Where it's based: Louisville, Colo.
When it was founded: 2014
Why it's Fierce: These days, wireless connectivity is being added to all kinds of devices. But what if you're not a wireless expert or can't hire an RF engineer to help make sure the radios in your new gadget work properly? For hardware and device companies that don't have deep RF expertise but want to break into wireless, BluFlux offers a wide range of services. The company offers RF, antenna and electromagnetic design, as well as engineering, testing and measurement services with the ultimate goal of speeding up time-to-market for customers.
The business model is pretty simple: Companies pay for BluFlux's consulting services and guidance through the process of pre-certification, RF and antenna design and OTA testing for mobile and other connected devices. The company also has a handful of technologies that are licensable, including a cellular signal strength enhancement product and an antenna designed for use in areas with limited connectivity.
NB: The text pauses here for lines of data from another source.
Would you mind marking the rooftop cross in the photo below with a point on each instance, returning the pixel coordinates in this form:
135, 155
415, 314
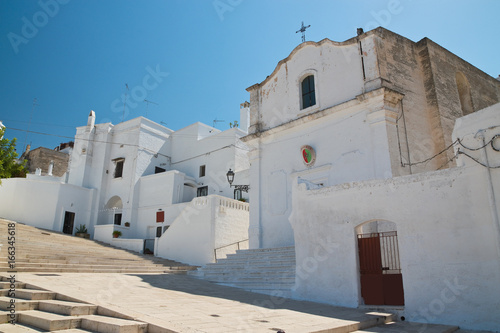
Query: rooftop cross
303, 30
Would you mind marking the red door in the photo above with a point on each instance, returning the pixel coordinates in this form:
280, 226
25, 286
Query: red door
380, 272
Ben Wilmhoff, BluFlux's founder and president, has a background in the defense and aerospace industries, as does Eric Roth, the firm's director of product development. The pair also has years of RF experience, and so does the company's engineering team.
"We've got a team of engineers and technicians and the most sophisticated prototyping and retesting facilities you can imagine," Wilmhoff said. Although the company does not design its clients' hardware, its testing process includes modeling, simulation, analysis and what Wilmhoff said is "hardcore" electromagnetic testing using an anechoic chamber.
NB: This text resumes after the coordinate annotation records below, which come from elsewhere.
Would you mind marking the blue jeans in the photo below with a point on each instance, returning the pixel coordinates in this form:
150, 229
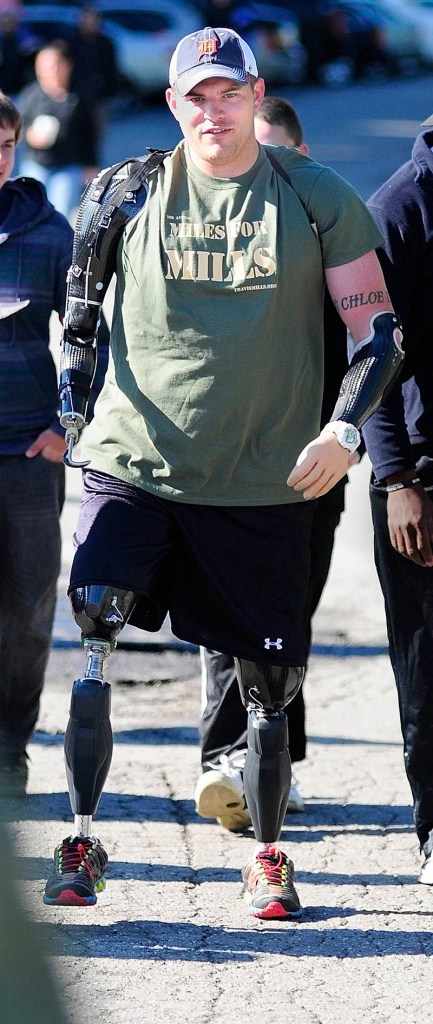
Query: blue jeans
32, 494
63, 184
407, 591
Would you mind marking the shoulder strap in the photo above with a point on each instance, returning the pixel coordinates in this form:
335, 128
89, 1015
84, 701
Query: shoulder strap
141, 167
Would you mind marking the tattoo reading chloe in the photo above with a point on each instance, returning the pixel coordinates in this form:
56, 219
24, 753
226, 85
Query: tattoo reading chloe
363, 299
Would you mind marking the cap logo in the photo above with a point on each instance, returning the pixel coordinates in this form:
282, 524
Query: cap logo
207, 47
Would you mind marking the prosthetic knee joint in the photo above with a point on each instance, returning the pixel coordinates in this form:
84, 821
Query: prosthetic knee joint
265, 691
100, 611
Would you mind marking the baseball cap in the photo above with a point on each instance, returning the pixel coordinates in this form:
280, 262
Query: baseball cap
210, 53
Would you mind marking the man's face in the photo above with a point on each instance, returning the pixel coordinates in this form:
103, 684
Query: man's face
7, 154
52, 72
217, 121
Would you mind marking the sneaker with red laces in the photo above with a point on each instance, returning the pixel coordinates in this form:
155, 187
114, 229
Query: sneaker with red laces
268, 885
78, 873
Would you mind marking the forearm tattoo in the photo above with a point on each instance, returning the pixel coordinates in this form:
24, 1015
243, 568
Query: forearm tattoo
362, 299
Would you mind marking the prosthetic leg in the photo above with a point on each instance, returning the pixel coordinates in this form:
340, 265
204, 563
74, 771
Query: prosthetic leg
100, 611
265, 691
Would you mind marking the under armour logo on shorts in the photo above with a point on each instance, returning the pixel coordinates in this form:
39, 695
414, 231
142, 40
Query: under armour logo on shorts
273, 643
115, 612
The company has worked with Otterbox, the well-known maker of durable and water resistant cell phone cases, as well as several other accessory makers, Wilmhoff said. Wilmhoff added that the company does have an investor in Blue Ocean Enterprises, Inc., which was founded by Curt Richardson, who had been the longtime CEO of Otterbox.
What's next: In addition to its existing work, BluFlux is also looking to create an indoor navigation product for public-safety workers. Wilmhoff said that BluFlux is going to add signal processing technology to mitigate multipath propagation, which can interfere with or distort signals indoors. The device would be a single, bullet-proof and bomb-proof node attached to a truck outside of a disaster area. It would provide relative location coordinates, at least, to a commander on the scene so he or she would know where to send first responders. The goal would be sell it to fire and then police departments, Wilmhoff said. The company is looking for a manufacturing partner for the product, he added.